At one stage, Corso contemplated moving away from the unsuccessful Italian format and was in talks with Bert Newton and his partner to sub-lease the station and provide an old-fashioned personality format. The Australian Broadcasting Tribunal knocked back the application, firstly on the grounds that it could not allow the leasing of stations, and secondly because of questions raised as to the suitability of Newton's partner. The former reason is interesting in the light of 3AK/SEN's present situation.

The Italian format continued until 1994 when Corso sold the station to Southern Cross Broadcasting who took the station back to easy-listening music.

Corso was keen to sell 3AK because he had just obtained one of the first of the new narrowcast licences then being offered by the Australian Broadcasting Tribunal. Therefore, 3AK's Italian programming was transferred to the new narrow-cast station, 3BM, which transmitted from 1116 KC (ironically a wavelength that was later to be used by 3AK itself).

By 1996, Southern Cross had found itself owning four radio stations in Melbourne; 3AW, 3AK, 3EE, 3MP; whereas the legal limit was two stations in a single market. 3AK was sold to a Christian organisation, Fusion Media, who switched the format to a mixture of talk-back and magazine programs and easy listening music. The station was moved to studios on St Kilda Road that had originally been built for 3EE. It later moved again to Swan Street, Richmond.

===Final years===
After more years of low ratings and financial troubles, 3AK was sold again, to a small media and data company Data and Commerce Limited (DCL). In 2001, DCL transferred 3AK from 1503 kHz to 1116 kHz and relaunched 3AK once again as a talk back station in direct competition to top rating stations 3AW and ABC Radio Melbourne.

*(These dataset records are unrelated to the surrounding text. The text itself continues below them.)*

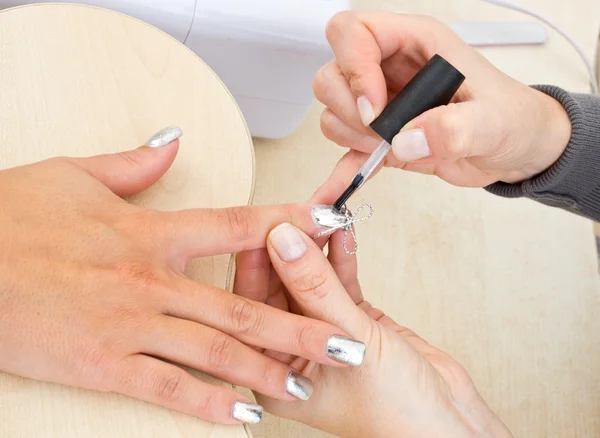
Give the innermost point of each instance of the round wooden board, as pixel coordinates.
(79, 81)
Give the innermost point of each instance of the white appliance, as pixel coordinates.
(268, 51)
(265, 51)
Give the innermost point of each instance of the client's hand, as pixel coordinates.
(496, 129)
(404, 388)
(93, 292)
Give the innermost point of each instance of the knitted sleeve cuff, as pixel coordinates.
(573, 182)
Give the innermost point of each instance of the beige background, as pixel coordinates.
(508, 287)
(79, 81)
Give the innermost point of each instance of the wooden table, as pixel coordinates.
(508, 287)
(80, 81)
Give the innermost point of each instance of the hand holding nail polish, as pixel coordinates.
(397, 385)
(496, 129)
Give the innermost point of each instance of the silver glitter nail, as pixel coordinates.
(247, 412)
(298, 385)
(346, 350)
(164, 137)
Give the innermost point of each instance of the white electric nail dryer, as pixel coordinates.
(266, 51)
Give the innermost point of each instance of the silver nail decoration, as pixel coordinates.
(164, 137)
(342, 220)
(298, 385)
(346, 350)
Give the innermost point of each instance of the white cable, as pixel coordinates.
(588, 64)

Controversial radio broadcaster Derryn Hinch took over 3AK's morning time-slot after twelve months as evening presenter at 3AW. A former Premier of Victoria, Jeff Kennett, was also a presenter.

===Demise===
Some unusual programming decisions and lack of promotion led to 3AK failing to lift from the bottom of the ratings ladder. In late 2003, DCL announced it had leased the running of radio 3AK to a new organisation Sports Entertainment Network (SEN) which converted 3AK to a 24-hour sport radio station. In January 2004, 3AK became known on-air as SEN 1116.

==SEN==

While initially, ratings were steadily rising, the station's financial position took a turn for the worse in early 2005, with several employees, including Dermott Brereton, Mark Doran and Robert Shaw not being paid. This eventually led to Brereton walking out on the station. This financial situation could not have come at a worse time, since SEN had recently begun broadcasting into Adelaide. Adelaide broadcasts were short-lived because of the poor financial situation and the station's heavy Melbourne focus.

In 2006 it was announced that SEN had acquired rights to broadcast five Australian Football League matches per weekend.